In Hong Kong, people are buying newspapers to look at the ads

At a time of protest live-streams and breaking news notifications, there has been an unlikely revival of the old-school print newspaper in Hong Kong. Flip through the pages of Apple Daily these days and you’ll find it studded with quirky advertisements both large and small, some covering entire pages and others barely the size of a matchbox, tucked away in the classifieds section.

But a common thread running through the ads is their vocal support for the newspaper, and more broadly Hong Kong at large. In a sense, buying ads in Apple Daily is Hong Kongers’ latest form of protest.

The fiercely independent Apple Daily, known for pulling no punches in its criticisms of the Hong Kong and Chinese governments, has so far borne the brunt of authorities’ crackdown on dissent. Its publisher, Jimmy Lai, was arrested in July under the new national security law for allegedly colluding with foreign forces, a crime punishable by up to life imprisonment. On the same day, some 200 police officers raided the paper’s newsroom, rifling through journalists’ desks and confiscating box-loads of materials. Angered by such a brazen attack on the media, Hong Kongers snapped up shares of Lai’s media company, driving up the stock price. The next day, people lined up in droves to buy copies of the newspaper.

In the weeks since, businesses and individuals alike have turned to an even more direct and substantial way of supporting Apple Daily: buying advertising space in its pages. Groups that have placed ads range from a fruit store and adult toy shop to bitcoin brokerages. Local pet-lover groups have also been prominent ad-buyers in Apple Daily, while some pet owners post photos of their shiba inus, huskies, and poodles posing with the newspaper. Apple Daily has quickly become the new Lennon Wall, which popped up all over the city last year and were plastered with Post-it notes filled with protest messages. The walls are now basically banned as space for public dissent rapidly shrinks.

Though Apple Daily declined to share financial details of its latest surge in ad sales, the increased revenue is “meaningful and needed,” said Mark Simon, an executive at Next Digital, which publishes the paper. Simon is also wanted by police, but is not in Hong Kong. The company reported a loss of $53 million last fiscal year amid the pandemic’s economic impact and a years-long boycott by advertisers wary of the paper’s politics. “The ads help a free press where it is most vulnerable in Hong Kong, financial pressure. As important as they are for us financially, the ads are an outlet for the people of Hong Kong to have their say unfiltered and on a mass scale,” said Simon.

Using newspaper and classified ads as a form of protest, particularly under oppressive regimes where public discourse is increasingly policed, is not a new phenomenon. As the media historian Karl Christian Führer has written (paywall), classified ads placed by Jews in Nazi Germany pushed back against official propaganda, served as an expression of Jewish self-assurance and pride, and formed “a social network avant la lettre since they offer an opportunity for individuals to address an anonymous mass in private matters.” Under a totalitarian regime, he added, “classified advertisements as messages from ordinary people can be even more subversive — despite a mundane character.”

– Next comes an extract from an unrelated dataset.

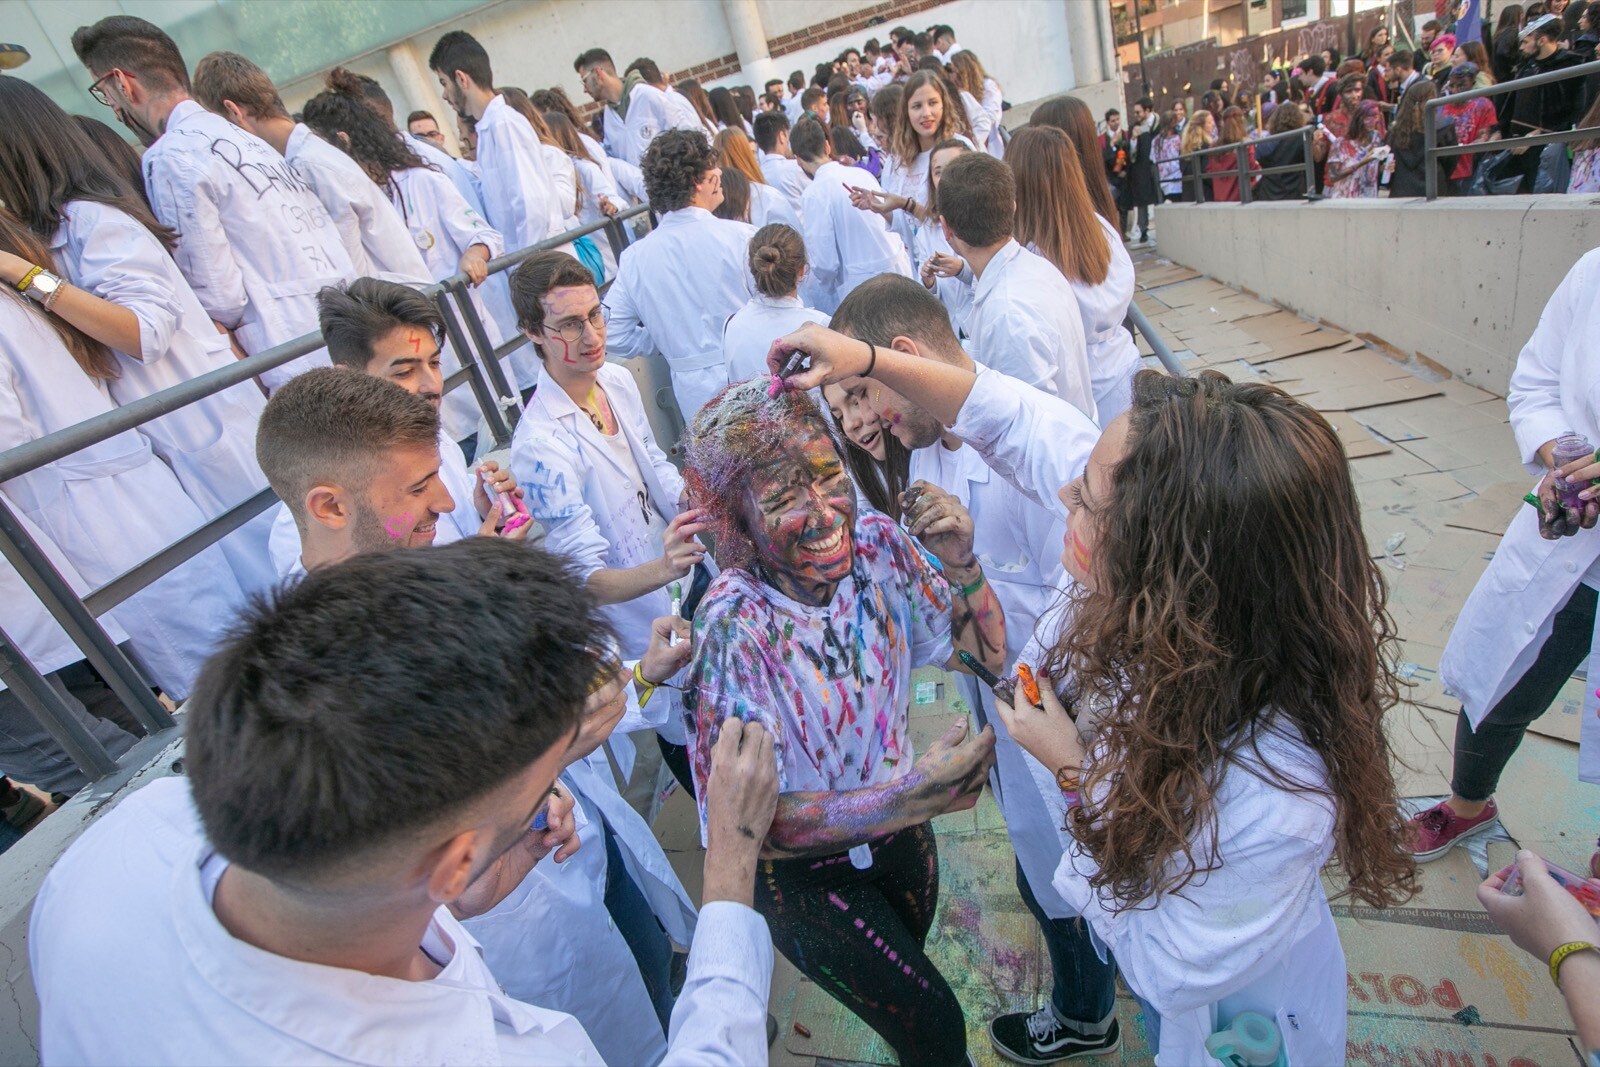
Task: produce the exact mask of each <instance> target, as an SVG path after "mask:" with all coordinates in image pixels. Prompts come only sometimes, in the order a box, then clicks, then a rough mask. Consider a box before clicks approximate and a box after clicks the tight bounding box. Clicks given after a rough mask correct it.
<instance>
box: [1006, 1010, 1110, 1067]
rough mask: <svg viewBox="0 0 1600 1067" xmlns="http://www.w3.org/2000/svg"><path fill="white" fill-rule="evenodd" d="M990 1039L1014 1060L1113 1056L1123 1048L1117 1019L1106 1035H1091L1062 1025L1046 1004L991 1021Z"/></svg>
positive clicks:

Classified ads in Apple Daily are taking on subversive tones, too. A decades-old local bakery, called the Wah Yee Tang Cake Shop, has bought numerous spots in the paper’s classifieds section. Known for its irreverent protest-themed pastry items, the bakery’s ads adopt a similarly cheeky tone. One read, “Conscience is just like underwear, you can’t see it but it’s very important.” Another played on a Cantonese homonym between the words for “purpose” and “middle finger,” in a nod to the bakery’s mascot of an angry cat flipping the bird.

“We simply wanted to support Apple Daily,” said Naomi Suen, the bakery’s owner. “Now you can’t donate to certain organizations” — referring to a protest-related fund that had its bank account shut, and fears that authorities will order other similar funds frozen — ”and Apple Daily needs help urgently, so we thought why not help them?”

Another local business, an underwear store called My Secret, has also made ad purchases as a way to support the democracy movement. It recently placed a quarter-page color advertisement that read “Liberate your physique, underwear of our time,” a play on a now-banned protest slogan.

“We’ve seen the police and the government attack Jimmy Lai and his paper, and we want to support them so Hong Kongers can have freedom again,” said Eva Chung, the shop’s owner. “We don’t want the truth to disappear.”